SEATTLE SCENE: Cataldo
“It happens to the best of us,” said Eric Anderson when speaking of the inspiration behind the album.
Anderson is the man behind the band. Cataldo derives from a mission near Anderson’s hometown in Northern Idaho. The mission is the oldest standing building in Idaho, and he noted that the chandeliers are made from tin cans.
Anderson started making music at the age of 18, and put out his first and second records while in college. His latest album came out in 2011.
Prison Boxing differs from the rest of Cataldo’s discography. “The biggest difference is that it’s a full band rock record,” Anderson said. “The others are me with accompaniment; there was rarely a rhythm section.”
When Anderson relocated to Seattle, everything went “kafuie.” This kafuie inspired the simultaneously heartfelt and heartbreaking sound of the album — and it has an obvious progression about it; beginning with “Deep Cuts” and ending with “Reach Out and Touch Someone’s Hand.”
The order of the tracks was purposeful, Anderson said.
“The first song takes place after the fallout and the last is the most hopeful,” he said. “I didn’t write the tracks exactly in order but it’s not far off.”
Despite a hard start in Seattle, Anderson said that he has found tons of band members here.
“There’s no shortage of really good musicians [in Seattle],” he said. “16 different people have played Cataldo in the past two years.”
He said that he likes to cherry pick people for the right things.
“The longer I’m alive, the more people I know, and it’s fun to have collaborations,” he said.
Anderson released the album on his own label, Red Pepper Records (the name comes from the simple fact that he really enjoys crushed red peppers).
Anderson and the band recently went on a tour with Blind Pilot, in which they traveled the country in a rented Dodge Grand Caravan, an upgrade from his first tour vehicle (a Toyota Camry).
Their best performance on the tour, he said, was in Lawrence, Kansas.
“Don’t Lose that Feeling,” a song that begins with Anderson singing solo, is a tightrope walk to put in a set. In Lawrence, the band put the song first.
“It caught people’s attention in a cool way,” Anderson said. “But how well it works is how much you believe you’re the shit.”
“In that moment you’ve got to act like, how dare they not pay attention to me,” he said.
Unsurprisingly, Anderson has a great beard and a hilariously entertaining Twitter account. And surprisingly, he listed The Dream, Taylor Swift, and Drake and some of the albums he has really been enjoying lately.

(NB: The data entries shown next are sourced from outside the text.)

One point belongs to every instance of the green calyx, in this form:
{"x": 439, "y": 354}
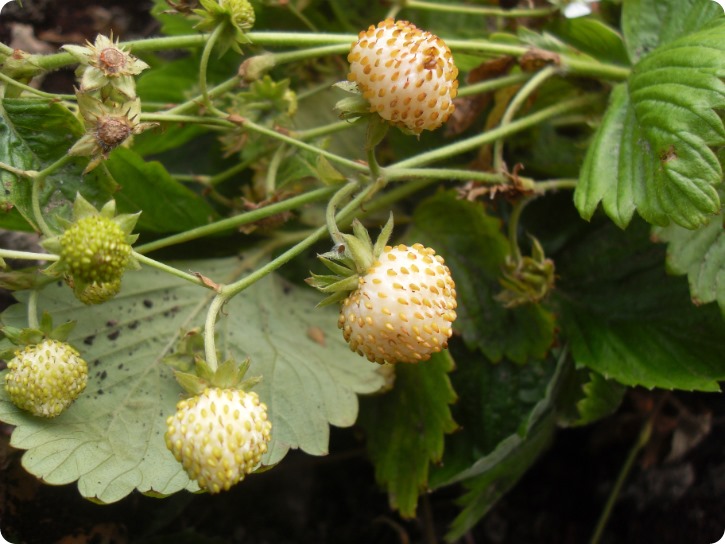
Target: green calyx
{"x": 527, "y": 281}
{"x": 229, "y": 375}
{"x": 234, "y": 16}
{"x": 35, "y": 335}
{"x": 95, "y": 250}
{"x": 351, "y": 258}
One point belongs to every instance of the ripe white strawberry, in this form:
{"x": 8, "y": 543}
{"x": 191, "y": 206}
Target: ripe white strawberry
{"x": 403, "y": 309}
{"x": 406, "y": 74}
{"x": 46, "y": 378}
{"x": 219, "y": 436}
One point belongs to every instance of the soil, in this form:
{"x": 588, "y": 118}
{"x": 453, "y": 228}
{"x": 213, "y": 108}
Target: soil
{"x": 675, "y": 494}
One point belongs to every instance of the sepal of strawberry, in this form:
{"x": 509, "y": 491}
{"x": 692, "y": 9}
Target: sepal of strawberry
{"x": 528, "y": 279}
{"x": 95, "y": 250}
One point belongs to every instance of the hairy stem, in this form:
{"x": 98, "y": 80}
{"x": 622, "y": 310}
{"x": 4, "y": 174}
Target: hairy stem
{"x": 27, "y": 255}
{"x": 624, "y": 472}
{"x": 203, "y": 68}
{"x": 238, "y": 220}
{"x": 514, "y": 106}
{"x": 477, "y": 10}
{"x": 492, "y": 135}
{"x": 33, "y": 309}
{"x": 169, "y": 269}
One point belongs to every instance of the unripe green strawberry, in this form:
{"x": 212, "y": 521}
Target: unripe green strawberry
{"x": 406, "y": 74}
{"x": 219, "y": 436}
{"x": 95, "y": 249}
{"x": 403, "y": 308}
{"x": 46, "y": 378}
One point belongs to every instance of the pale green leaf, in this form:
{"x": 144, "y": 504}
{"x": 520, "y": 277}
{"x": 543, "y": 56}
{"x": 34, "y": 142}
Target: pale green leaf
{"x": 701, "y": 255}
{"x": 111, "y": 440}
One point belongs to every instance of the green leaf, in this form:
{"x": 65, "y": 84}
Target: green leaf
{"x": 701, "y": 255}
{"x": 35, "y": 133}
{"x": 475, "y": 250}
{"x": 111, "y": 440}
{"x": 654, "y": 149}
{"x": 504, "y": 468}
{"x": 601, "y": 398}
{"x": 499, "y": 403}
{"x": 630, "y": 322}
{"x": 167, "y": 205}
{"x": 647, "y": 24}
{"x": 592, "y": 37}
{"x": 509, "y": 424}
{"x": 405, "y": 429}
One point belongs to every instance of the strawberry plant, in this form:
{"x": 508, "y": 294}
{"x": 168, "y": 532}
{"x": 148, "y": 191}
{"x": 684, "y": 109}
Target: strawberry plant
{"x": 511, "y": 217}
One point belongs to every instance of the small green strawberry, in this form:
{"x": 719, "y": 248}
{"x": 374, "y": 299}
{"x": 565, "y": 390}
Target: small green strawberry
{"x": 219, "y": 436}
{"x": 95, "y": 251}
{"x": 46, "y": 378}
{"x": 220, "y": 433}
{"x": 398, "y": 303}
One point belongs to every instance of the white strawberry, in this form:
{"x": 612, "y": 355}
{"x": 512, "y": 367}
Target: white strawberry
{"x": 398, "y": 303}
{"x": 406, "y": 74}
{"x": 46, "y": 378}
{"x": 219, "y": 436}
{"x": 403, "y": 309}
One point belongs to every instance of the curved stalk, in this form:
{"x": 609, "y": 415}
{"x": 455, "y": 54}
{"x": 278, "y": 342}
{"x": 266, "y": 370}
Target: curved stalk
{"x": 478, "y": 10}
{"x": 169, "y": 269}
{"x": 33, "y": 322}
{"x": 338, "y": 197}
{"x": 521, "y": 96}
{"x": 203, "y": 66}
{"x": 492, "y": 135}
{"x": 27, "y": 255}
{"x": 238, "y": 220}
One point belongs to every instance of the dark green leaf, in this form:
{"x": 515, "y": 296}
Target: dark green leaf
{"x": 523, "y": 428}
{"x": 167, "y": 205}
{"x": 701, "y": 255}
{"x": 475, "y": 250}
{"x": 34, "y": 133}
{"x": 496, "y": 403}
{"x": 601, "y": 398}
{"x": 405, "y": 428}
{"x": 649, "y": 23}
{"x": 654, "y": 150}
{"x": 628, "y": 321}
{"x": 505, "y": 466}
{"x": 592, "y": 37}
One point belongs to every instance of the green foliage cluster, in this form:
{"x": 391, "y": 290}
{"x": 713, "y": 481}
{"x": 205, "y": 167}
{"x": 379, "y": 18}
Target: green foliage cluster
{"x": 623, "y": 109}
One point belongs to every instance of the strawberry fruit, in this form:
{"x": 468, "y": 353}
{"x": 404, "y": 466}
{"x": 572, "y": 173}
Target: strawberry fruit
{"x": 219, "y": 436}
{"x": 46, "y": 378}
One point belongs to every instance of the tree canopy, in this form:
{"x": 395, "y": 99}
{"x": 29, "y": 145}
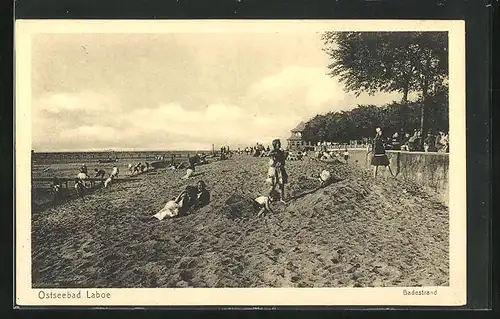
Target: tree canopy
{"x": 361, "y": 121}
{"x": 391, "y": 62}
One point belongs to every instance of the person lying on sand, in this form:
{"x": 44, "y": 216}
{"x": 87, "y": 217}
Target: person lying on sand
{"x": 109, "y": 181}
{"x": 262, "y": 204}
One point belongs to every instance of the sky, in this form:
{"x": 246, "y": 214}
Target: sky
{"x": 179, "y": 91}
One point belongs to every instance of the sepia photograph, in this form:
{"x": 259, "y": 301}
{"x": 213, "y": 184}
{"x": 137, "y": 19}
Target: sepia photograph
{"x": 241, "y": 154}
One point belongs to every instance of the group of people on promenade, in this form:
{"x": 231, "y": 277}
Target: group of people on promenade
{"x": 432, "y": 142}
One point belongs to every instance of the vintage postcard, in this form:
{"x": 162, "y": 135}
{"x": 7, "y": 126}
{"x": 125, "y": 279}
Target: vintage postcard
{"x": 243, "y": 162}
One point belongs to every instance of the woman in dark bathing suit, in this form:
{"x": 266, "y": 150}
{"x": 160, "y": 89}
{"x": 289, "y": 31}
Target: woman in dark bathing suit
{"x": 281, "y": 176}
{"x": 379, "y": 157}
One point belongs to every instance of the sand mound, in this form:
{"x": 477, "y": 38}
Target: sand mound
{"x": 354, "y": 233}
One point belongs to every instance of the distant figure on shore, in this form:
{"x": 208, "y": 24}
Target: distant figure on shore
{"x": 430, "y": 142}
{"x": 84, "y": 169}
{"x": 100, "y": 173}
{"x": 109, "y": 181}
{"x": 325, "y": 178}
{"x": 80, "y": 188}
{"x": 379, "y": 157}
{"x": 346, "y": 155}
{"x": 396, "y": 142}
{"x": 115, "y": 171}
{"x": 57, "y": 189}
{"x": 191, "y": 168}
{"x": 280, "y": 175}
{"x": 202, "y": 196}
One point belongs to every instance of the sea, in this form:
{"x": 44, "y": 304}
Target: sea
{"x": 48, "y": 158}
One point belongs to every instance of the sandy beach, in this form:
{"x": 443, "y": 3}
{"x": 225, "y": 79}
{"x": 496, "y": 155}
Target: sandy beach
{"x": 356, "y": 232}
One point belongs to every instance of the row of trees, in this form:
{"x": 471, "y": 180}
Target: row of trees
{"x": 361, "y": 121}
{"x": 387, "y": 62}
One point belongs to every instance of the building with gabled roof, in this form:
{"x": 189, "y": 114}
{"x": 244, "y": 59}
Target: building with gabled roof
{"x": 296, "y": 141}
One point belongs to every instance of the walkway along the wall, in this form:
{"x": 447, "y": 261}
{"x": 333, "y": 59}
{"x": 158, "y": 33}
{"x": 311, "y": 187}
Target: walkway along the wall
{"x": 428, "y": 169}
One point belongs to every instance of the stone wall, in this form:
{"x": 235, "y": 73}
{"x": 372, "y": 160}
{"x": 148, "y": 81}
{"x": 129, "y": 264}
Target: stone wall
{"x": 428, "y": 169}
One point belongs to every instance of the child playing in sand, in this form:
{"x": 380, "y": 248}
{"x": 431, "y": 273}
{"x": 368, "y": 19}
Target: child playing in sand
{"x": 262, "y": 204}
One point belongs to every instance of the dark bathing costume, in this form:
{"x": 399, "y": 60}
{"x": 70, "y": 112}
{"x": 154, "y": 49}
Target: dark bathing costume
{"x": 379, "y": 157}
{"x": 279, "y": 157}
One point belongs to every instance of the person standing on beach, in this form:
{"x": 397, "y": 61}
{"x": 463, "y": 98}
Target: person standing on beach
{"x": 115, "y": 171}
{"x": 281, "y": 176}
{"x": 83, "y": 169}
{"x": 379, "y": 157}
{"x": 346, "y": 155}
{"x": 99, "y": 173}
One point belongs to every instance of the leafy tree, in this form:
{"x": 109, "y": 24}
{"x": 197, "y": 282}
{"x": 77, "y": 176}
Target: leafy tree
{"x": 391, "y": 62}
{"x": 361, "y": 121}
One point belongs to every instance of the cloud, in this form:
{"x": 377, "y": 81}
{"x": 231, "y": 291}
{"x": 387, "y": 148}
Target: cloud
{"x": 301, "y": 90}
{"x": 269, "y": 108}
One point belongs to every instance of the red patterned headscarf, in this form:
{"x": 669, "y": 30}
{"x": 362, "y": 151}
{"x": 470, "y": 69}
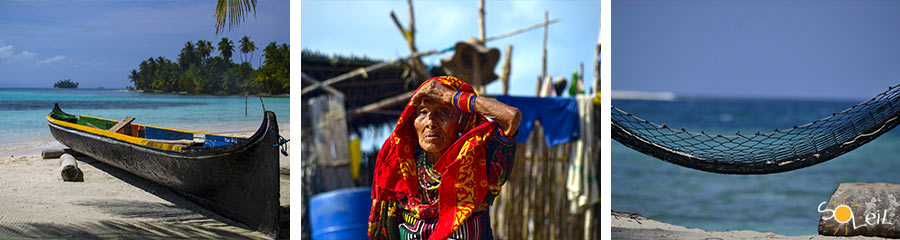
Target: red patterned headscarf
{"x": 462, "y": 167}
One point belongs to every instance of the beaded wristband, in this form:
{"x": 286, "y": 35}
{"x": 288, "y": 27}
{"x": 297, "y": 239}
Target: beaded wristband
{"x": 464, "y": 101}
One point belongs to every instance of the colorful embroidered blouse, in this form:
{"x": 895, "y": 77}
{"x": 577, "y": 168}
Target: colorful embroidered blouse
{"x": 500, "y": 152}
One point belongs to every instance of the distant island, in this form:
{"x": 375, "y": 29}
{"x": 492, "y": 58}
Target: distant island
{"x": 196, "y": 71}
{"x": 68, "y": 83}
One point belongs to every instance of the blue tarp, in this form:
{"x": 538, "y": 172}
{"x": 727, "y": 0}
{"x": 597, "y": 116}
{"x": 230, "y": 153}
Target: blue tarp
{"x": 558, "y": 116}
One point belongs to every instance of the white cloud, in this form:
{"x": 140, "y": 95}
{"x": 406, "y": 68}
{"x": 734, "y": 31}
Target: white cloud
{"x": 6, "y": 51}
{"x": 53, "y": 59}
{"x": 26, "y": 54}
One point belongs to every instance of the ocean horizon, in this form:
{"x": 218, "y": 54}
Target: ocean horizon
{"x": 24, "y": 126}
{"x": 783, "y": 203}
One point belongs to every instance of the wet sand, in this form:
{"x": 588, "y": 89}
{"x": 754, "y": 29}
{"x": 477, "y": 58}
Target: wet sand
{"x": 109, "y": 204}
{"x": 627, "y": 225}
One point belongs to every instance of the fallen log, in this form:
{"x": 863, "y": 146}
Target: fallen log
{"x": 69, "y": 169}
{"x": 869, "y": 209}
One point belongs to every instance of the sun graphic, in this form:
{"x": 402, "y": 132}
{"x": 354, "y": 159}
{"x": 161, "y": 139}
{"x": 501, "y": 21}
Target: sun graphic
{"x": 843, "y": 214}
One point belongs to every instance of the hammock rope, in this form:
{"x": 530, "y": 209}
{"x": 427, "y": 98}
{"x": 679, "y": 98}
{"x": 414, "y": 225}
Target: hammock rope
{"x": 762, "y": 153}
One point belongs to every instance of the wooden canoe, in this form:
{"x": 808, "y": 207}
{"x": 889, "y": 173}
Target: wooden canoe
{"x": 237, "y": 178}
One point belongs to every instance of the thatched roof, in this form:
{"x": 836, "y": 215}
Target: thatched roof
{"x": 360, "y": 91}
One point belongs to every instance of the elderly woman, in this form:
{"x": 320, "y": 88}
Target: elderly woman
{"x": 438, "y": 173}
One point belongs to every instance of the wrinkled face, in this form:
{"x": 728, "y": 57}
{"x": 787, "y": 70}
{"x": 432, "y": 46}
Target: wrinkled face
{"x": 436, "y": 125}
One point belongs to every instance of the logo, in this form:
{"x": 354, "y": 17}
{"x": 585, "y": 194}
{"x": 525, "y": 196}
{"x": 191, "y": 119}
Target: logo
{"x": 844, "y": 214}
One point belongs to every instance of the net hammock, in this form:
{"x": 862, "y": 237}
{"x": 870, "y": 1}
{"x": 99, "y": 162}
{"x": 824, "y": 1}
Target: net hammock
{"x": 762, "y": 153}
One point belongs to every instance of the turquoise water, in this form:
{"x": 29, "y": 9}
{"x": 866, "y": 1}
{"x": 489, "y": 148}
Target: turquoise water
{"x": 783, "y": 203}
{"x": 23, "y": 124}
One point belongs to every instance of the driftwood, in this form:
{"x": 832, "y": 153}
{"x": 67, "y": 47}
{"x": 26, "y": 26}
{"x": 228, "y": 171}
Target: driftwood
{"x": 69, "y": 169}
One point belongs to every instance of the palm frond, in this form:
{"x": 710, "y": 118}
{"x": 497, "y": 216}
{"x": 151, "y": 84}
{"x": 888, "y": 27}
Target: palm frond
{"x": 232, "y": 13}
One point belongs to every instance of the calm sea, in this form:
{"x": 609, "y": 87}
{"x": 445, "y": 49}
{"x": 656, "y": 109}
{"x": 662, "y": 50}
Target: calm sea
{"x": 783, "y": 203}
{"x": 23, "y": 123}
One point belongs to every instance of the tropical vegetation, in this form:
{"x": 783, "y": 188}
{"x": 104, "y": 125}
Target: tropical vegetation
{"x": 197, "y": 71}
{"x": 68, "y": 83}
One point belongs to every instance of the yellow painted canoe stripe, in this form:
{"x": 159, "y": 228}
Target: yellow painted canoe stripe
{"x": 171, "y": 129}
{"x": 117, "y": 136}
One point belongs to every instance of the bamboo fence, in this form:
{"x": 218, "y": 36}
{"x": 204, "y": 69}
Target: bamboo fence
{"x": 533, "y": 203}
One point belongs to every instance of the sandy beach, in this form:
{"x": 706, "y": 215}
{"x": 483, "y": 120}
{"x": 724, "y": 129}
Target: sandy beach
{"x": 110, "y": 203}
{"x": 627, "y": 225}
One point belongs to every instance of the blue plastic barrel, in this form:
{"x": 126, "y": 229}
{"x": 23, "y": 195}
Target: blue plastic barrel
{"x": 341, "y": 214}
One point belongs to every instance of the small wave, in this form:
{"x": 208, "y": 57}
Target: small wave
{"x": 48, "y": 104}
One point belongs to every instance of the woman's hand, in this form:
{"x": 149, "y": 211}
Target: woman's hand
{"x": 434, "y": 90}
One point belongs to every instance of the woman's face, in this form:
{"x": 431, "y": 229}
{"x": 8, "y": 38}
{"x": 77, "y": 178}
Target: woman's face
{"x": 436, "y": 125}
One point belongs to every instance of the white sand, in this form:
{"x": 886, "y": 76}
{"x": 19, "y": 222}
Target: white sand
{"x": 110, "y": 203}
{"x": 627, "y": 225}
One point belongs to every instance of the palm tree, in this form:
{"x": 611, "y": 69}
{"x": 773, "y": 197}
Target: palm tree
{"x": 135, "y": 79}
{"x": 226, "y": 48}
{"x": 204, "y": 49}
{"x": 233, "y": 11}
{"x": 186, "y": 58}
{"x": 247, "y": 46}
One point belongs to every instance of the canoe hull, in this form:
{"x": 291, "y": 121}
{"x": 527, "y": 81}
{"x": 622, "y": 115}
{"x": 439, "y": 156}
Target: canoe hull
{"x": 240, "y": 183}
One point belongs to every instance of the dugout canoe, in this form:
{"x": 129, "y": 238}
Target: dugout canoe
{"x": 237, "y": 178}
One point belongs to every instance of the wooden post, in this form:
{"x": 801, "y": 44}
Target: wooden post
{"x": 544, "y": 55}
{"x": 581, "y": 77}
{"x": 597, "y": 65}
{"x": 481, "y": 21}
{"x": 476, "y": 73}
{"x": 506, "y": 69}
{"x": 409, "y": 35}
{"x": 69, "y": 169}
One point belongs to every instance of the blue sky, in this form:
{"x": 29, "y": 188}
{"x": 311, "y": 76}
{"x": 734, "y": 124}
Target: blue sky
{"x": 364, "y": 28}
{"x": 784, "y": 49}
{"x": 98, "y": 42}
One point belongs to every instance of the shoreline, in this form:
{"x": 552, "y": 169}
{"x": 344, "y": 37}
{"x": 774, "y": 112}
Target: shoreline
{"x": 109, "y": 203}
{"x": 35, "y": 146}
{"x": 629, "y": 225}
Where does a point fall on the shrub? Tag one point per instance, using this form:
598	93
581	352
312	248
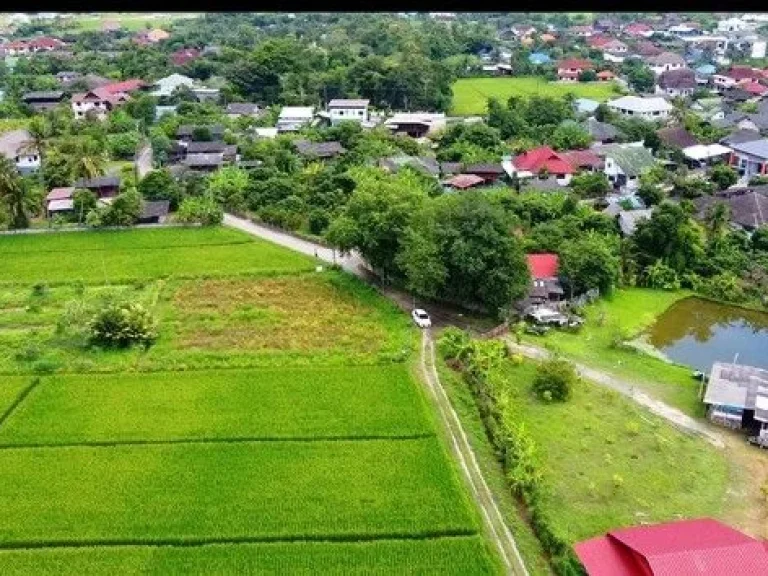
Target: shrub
554	380
120	325
205	211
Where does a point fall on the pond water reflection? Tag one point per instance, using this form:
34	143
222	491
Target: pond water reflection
698	332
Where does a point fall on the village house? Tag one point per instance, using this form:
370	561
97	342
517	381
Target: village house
242	109
103	187
16	145
624	163
165	87
463	182
702	546
184	56
737	397
750	158
652	108
680	83
748	207
343	109
187	132
97	103
319	150
664	62
43	101
293	118
154	36
570	70
539	162
546	289
416	124
59	200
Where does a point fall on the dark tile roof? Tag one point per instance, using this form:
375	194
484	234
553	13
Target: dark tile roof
206	147
43	95
677	136
319	149
740	136
102	182
748	206
154	209
216	130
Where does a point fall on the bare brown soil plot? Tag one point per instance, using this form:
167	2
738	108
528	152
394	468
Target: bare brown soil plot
291	313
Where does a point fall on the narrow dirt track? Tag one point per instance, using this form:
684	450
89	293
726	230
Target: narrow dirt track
493	519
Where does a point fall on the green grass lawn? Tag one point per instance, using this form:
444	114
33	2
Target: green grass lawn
470	95
452	556
608	463
264	490
82	256
624	315
266	404
129	453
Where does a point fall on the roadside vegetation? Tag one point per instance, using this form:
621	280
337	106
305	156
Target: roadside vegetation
334	443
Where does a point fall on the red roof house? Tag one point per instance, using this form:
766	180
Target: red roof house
543	266
184	56
702	547
754	88
126	86
638	29
542	158
571	68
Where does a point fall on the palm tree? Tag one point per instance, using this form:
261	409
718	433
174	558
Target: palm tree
717	220
39	131
13	193
89	161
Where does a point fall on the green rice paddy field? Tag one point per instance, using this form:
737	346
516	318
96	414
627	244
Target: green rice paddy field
470	95
308	449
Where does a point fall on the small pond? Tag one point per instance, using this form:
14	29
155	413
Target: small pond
698	332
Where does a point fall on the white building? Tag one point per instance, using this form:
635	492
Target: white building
15	146
293	118
341	110
654	108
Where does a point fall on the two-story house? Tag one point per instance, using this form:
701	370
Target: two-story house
341	110
664	62
17	147
570	70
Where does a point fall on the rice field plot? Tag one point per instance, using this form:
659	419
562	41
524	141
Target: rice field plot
243	491
470	95
455	555
305	313
318	403
115	265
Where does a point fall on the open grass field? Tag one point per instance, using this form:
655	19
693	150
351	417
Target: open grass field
623	316
470	95
608	463
92	257
455	555
275	426
229	404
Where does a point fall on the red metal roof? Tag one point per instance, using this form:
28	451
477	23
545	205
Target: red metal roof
543	157
577	63
543	265
702	547
124	86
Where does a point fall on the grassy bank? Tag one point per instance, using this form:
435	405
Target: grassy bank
621	317
470	95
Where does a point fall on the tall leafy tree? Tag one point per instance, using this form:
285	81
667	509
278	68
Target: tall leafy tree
14	194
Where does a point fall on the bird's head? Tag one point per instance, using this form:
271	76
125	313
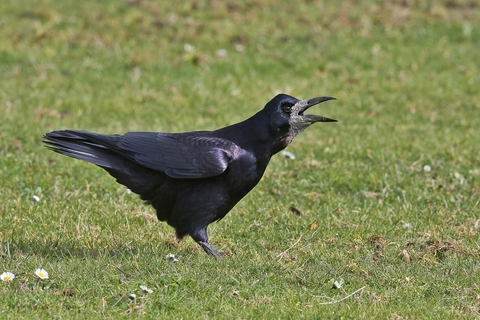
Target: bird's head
288	116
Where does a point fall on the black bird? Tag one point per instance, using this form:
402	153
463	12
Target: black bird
193	178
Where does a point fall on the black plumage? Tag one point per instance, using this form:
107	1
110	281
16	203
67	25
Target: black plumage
194	178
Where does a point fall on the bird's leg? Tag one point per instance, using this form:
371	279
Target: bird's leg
201	238
210	249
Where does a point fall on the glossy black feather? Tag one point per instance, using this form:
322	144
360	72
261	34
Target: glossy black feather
191	178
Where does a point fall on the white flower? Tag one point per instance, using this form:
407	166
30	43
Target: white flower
171	257
337	284
41	273
7	276
146	289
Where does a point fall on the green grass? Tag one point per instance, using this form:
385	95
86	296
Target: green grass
405	74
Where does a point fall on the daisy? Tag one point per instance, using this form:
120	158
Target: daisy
7	276
41	273
146	289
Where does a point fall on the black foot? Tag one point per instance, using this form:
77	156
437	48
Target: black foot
210	249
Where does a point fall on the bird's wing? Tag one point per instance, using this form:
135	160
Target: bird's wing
180	155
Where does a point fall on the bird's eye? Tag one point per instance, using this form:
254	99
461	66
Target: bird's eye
287	108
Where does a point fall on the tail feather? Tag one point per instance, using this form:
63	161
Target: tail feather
102	150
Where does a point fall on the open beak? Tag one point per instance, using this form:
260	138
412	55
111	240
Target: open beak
301	106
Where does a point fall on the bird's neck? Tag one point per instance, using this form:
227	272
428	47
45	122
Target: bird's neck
255	135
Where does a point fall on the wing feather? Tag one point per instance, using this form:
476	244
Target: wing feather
180	155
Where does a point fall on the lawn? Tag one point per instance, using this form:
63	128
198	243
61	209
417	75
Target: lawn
378	215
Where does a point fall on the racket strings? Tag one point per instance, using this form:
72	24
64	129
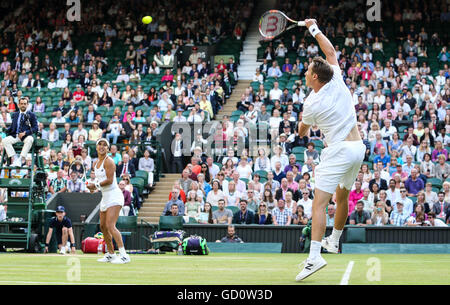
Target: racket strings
272	24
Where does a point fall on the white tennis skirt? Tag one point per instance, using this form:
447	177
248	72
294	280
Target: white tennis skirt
339	165
111	198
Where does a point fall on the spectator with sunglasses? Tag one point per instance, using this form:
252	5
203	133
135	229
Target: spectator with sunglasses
263	217
406	202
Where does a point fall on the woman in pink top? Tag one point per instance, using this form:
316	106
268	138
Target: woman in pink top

Lucky for all of us, Anderson will be working on Cataldo’s latest album this summer, but it will most definitely be different than the last.
“I’ve gotten the rock thing out of my system,” he said. But don’t worry about Anderson; his next album isn’t based on heartbreak.
“It’s not another breakup album,” he said “I want to take a break from writing about relationships.”